Currently, lesser talents – let me put it another way, less successful talents – are suing Ed Sheeran, Justin Bieber and Justin Timberlake for a share of their huge royalties. But it’s not always that way round. The Stones mercilessly clobbered a barely known Wigan band, the Verve (see, I’m sampling some of this stuff from the ‘M’ website… sorry) for sampling The Last Time – when they had actually got permission, but used too many of the notes. All the royalties and a full writing credit were awarded to Messrs Jagger and Richards, whom I can now only think of as greedy rapacious bastards. Another recent win, the late Marvin Gaye’s family took Pharrell Williams and Robin Thicke for $5 million over a song, Blurred Lines, that sounded to me (I’m an amateur musician) nothing like the original Got to Give it Up, except in some echo of a similar production style the plaintiffs claimed was unique to Mr Gaye.
It seems everyone in the music business has always tried to get a little extra mansion tax from suing everyone else: Wikipedia carries a long and dispiriting (sorry!) account. And with sampling it gets very murky: sampling attribution has become a whole new branch of the legal industry. But needs must, as ‘illegal’ downloading and streaming and burning and Spotiwhatnot is making it ever harder for musos to scrape a living from selling their stuff; although it really all began with the cassette recorder.
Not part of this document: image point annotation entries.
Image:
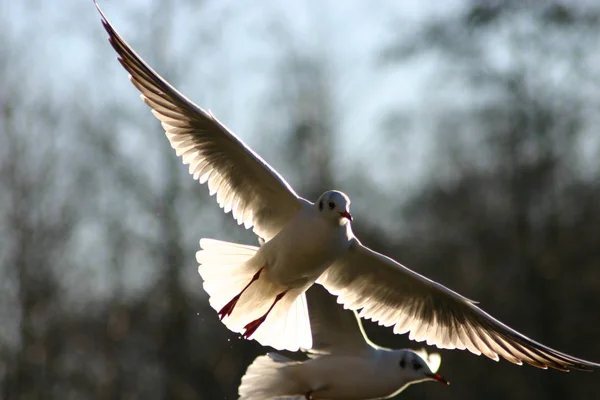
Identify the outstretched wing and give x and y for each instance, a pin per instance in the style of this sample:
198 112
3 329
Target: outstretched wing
394 295
243 182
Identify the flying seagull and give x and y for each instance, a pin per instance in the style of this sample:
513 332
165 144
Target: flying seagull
307 242
343 364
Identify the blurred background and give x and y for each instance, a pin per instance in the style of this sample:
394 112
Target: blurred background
464 131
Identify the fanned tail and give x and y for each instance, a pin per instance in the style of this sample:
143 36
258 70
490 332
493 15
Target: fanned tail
226 269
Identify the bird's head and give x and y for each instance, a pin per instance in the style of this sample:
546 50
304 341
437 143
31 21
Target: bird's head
416 369
334 206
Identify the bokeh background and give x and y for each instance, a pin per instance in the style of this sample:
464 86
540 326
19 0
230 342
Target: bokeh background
465 132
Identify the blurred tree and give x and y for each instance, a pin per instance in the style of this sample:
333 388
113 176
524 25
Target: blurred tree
510 192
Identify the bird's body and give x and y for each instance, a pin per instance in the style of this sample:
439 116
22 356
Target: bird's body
304 248
344 364
331 377
260 292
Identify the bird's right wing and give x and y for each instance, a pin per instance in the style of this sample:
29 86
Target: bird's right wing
335 330
243 182
433 360
388 292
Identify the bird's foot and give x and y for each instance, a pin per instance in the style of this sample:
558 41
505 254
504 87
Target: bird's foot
254 325
228 308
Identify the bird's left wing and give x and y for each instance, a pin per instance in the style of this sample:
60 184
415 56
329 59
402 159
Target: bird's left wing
394 295
243 182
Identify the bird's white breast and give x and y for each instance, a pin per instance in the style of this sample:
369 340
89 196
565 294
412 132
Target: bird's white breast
303 249
348 377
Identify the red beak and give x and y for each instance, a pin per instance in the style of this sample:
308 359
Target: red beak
438 378
346 214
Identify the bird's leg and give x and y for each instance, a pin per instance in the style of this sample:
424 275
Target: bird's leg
228 308
253 326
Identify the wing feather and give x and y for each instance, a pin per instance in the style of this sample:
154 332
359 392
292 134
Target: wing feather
393 295
243 182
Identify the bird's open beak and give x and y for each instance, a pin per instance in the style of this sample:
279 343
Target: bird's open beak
438 378
346 214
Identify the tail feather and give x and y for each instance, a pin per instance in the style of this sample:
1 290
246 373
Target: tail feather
266 378
226 269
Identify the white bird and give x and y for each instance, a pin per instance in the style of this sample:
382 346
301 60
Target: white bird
344 363
307 242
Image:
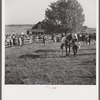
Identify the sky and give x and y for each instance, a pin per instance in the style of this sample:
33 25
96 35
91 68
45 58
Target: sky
33 11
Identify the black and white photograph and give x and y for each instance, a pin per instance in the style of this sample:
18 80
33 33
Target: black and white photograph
50 42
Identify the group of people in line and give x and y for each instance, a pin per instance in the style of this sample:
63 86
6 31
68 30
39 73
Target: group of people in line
21 39
73 40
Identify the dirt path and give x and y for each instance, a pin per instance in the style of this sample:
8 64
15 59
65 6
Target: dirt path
44 64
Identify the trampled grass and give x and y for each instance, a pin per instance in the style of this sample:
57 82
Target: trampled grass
44 64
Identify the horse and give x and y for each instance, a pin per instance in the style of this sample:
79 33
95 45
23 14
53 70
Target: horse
68 44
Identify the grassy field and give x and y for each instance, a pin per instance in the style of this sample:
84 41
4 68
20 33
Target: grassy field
44 64
9 29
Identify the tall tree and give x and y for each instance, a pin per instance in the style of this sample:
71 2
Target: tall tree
64 16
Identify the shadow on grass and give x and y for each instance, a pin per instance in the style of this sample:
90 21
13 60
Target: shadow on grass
87 49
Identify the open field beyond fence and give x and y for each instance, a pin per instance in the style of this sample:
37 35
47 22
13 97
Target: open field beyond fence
44 64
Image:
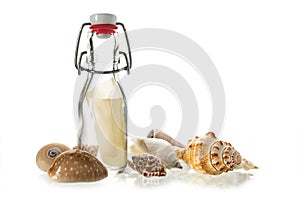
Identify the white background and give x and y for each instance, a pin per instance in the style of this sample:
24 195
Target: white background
255 46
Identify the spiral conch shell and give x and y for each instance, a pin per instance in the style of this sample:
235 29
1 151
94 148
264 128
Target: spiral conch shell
209 155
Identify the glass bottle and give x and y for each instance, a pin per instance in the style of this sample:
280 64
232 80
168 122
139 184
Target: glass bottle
100 104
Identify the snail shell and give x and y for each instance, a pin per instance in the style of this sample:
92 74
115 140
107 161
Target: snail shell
156 133
147 165
77 166
157 147
47 154
209 155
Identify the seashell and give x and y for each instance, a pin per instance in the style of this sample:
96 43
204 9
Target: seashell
209 155
156 133
47 154
157 147
77 166
147 165
91 149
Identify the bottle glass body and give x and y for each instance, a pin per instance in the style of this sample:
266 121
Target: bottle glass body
100 105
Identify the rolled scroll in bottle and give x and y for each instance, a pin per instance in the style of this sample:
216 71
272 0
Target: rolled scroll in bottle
109 111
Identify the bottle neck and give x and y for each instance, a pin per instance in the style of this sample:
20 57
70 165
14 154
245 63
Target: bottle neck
103 53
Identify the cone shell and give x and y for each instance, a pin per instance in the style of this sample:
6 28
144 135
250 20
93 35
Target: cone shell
77 166
209 155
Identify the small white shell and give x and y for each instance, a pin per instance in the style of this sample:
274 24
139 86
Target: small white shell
157 147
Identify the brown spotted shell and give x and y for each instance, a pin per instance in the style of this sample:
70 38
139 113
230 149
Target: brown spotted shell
77 166
47 154
209 155
147 165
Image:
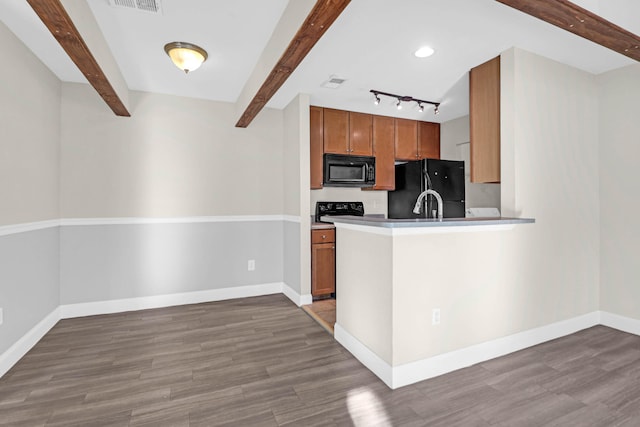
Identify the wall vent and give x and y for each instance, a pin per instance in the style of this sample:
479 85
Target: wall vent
152 6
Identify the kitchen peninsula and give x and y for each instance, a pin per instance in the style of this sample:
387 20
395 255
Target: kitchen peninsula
409 290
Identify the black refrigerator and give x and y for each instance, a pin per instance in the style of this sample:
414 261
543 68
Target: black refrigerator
412 178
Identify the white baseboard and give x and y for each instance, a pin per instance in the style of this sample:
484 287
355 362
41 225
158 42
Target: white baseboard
11 356
368 358
398 376
295 296
157 301
621 323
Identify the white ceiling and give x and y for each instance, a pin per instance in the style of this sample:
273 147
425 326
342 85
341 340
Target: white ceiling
371 45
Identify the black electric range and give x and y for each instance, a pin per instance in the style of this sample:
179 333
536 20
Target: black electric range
338 208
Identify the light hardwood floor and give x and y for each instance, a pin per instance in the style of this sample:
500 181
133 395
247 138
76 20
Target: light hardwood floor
264 362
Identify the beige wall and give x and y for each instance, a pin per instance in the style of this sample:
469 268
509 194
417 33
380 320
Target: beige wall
174 157
550 161
297 239
619 183
454 145
29 135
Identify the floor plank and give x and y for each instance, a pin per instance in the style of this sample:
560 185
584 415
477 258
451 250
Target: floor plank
263 362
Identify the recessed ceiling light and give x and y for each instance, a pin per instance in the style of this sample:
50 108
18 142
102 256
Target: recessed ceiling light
424 52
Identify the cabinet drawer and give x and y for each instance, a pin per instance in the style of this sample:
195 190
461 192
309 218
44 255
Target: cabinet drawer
323 236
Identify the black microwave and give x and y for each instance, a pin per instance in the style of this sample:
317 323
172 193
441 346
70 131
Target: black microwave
349 171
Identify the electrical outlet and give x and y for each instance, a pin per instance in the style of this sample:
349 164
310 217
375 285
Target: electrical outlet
435 316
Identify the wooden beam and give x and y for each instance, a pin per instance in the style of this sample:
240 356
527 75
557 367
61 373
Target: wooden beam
579 21
57 20
323 14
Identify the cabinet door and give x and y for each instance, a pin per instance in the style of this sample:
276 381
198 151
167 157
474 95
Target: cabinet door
323 269
360 129
383 150
428 140
317 147
406 139
336 131
484 121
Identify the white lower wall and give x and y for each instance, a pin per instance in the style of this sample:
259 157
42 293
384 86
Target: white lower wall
70 268
104 262
29 281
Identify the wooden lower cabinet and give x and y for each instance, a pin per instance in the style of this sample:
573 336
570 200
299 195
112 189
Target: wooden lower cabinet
323 262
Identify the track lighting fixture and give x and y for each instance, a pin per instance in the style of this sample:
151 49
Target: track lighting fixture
401 99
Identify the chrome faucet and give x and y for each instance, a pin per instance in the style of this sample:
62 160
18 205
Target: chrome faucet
418 206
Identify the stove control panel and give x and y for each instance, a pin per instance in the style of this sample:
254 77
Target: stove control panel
339 208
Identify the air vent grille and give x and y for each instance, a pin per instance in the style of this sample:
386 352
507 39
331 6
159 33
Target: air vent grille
152 6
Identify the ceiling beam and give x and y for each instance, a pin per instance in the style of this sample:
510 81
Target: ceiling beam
57 20
320 18
579 21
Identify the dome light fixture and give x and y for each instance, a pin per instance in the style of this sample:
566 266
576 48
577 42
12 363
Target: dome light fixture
424 52
186 56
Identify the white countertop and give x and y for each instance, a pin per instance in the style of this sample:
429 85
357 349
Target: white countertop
376 221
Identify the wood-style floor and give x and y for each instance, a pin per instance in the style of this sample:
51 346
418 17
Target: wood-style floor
324 312
264 362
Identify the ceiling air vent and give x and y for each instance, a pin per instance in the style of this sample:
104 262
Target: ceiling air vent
152 6
334 82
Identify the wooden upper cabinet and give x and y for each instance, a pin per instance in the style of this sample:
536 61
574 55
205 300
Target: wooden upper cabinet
317 146
406 139
428 140
360 130
347 132
484 121
336 131
383 150
416 140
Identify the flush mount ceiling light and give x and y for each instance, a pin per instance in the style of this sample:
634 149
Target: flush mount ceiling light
401 99
186 56
424 52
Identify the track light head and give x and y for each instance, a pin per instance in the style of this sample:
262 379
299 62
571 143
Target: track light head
401 99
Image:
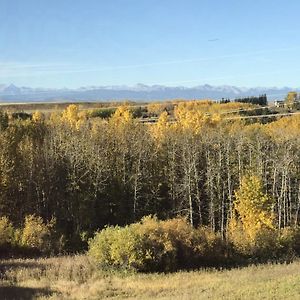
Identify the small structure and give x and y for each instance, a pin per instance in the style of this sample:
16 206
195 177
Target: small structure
279 103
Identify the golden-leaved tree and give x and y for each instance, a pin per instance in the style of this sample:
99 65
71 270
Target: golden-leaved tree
253 216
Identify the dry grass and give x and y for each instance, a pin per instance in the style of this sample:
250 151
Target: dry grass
77 277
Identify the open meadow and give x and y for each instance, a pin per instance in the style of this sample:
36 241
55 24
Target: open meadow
77 277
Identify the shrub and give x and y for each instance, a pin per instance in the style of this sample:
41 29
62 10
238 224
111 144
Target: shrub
36 234
154 245
6 232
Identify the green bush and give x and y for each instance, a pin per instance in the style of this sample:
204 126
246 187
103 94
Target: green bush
154 245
Of course, there would be no point in suing the late Harry Carroll and Joseph McCarthy for ‘borrowing’ the melody for the Judy Garland song, I’m Always Chasing Rainbows, wholesale from Frederick Chopin; they gave him full attribution. Anyway, it was already out of copyright. And who knew Mozart wrote Twinkle, Twinkle Little Star?
A note on terminology
A note on terminology: The BBC uses the term migrant to refer to all people on the move who have yet to complete the legal process of claiming asylum. This group includes people fleeing war-torn countries such as Syria, who are likely to be granted refugee status, as well as people who are seeking jobs and better lives, who (sic) governments are likely to rule are economic migrants.
*Official explanation on the BBC News website
From the Office of Herr Professor Doktor Ernst von-und-zu Bogl, Boglheim am Rhein, 18 June (for it is he):
“In line with the BBC’s lazy and stupid policy of discriminating against foreigners in general (provided, of course, we are moving – the others are probably dead) by lumping us together under the single, arguably pejorative heading of ‘migrants’, thus enabling the Daily Mail to write pithier, more encapsulated headlines and Boris Johnson to tell bigger porky-pies, the Board of Trustees of the Boglington Post have decided to use the term ‘freeloading tossers’ to collectively refer to the BBC Board of Governors, Director-General Tony ‘Haw-Haw’ Hall, Head of News, Mr Jams ‘Brexit’ Harding and any or all of the serried ranks of smug, self-congratulatory unicorns at Broadcasting House helping themselves to salaries of £300,000 a year-plus out of our licence money just for shoaling around in glass and chrome fishtanks, sipping latte Macchiati and talking cleverly in their obscure foreign dialect, while the programmes endlessly recycle.”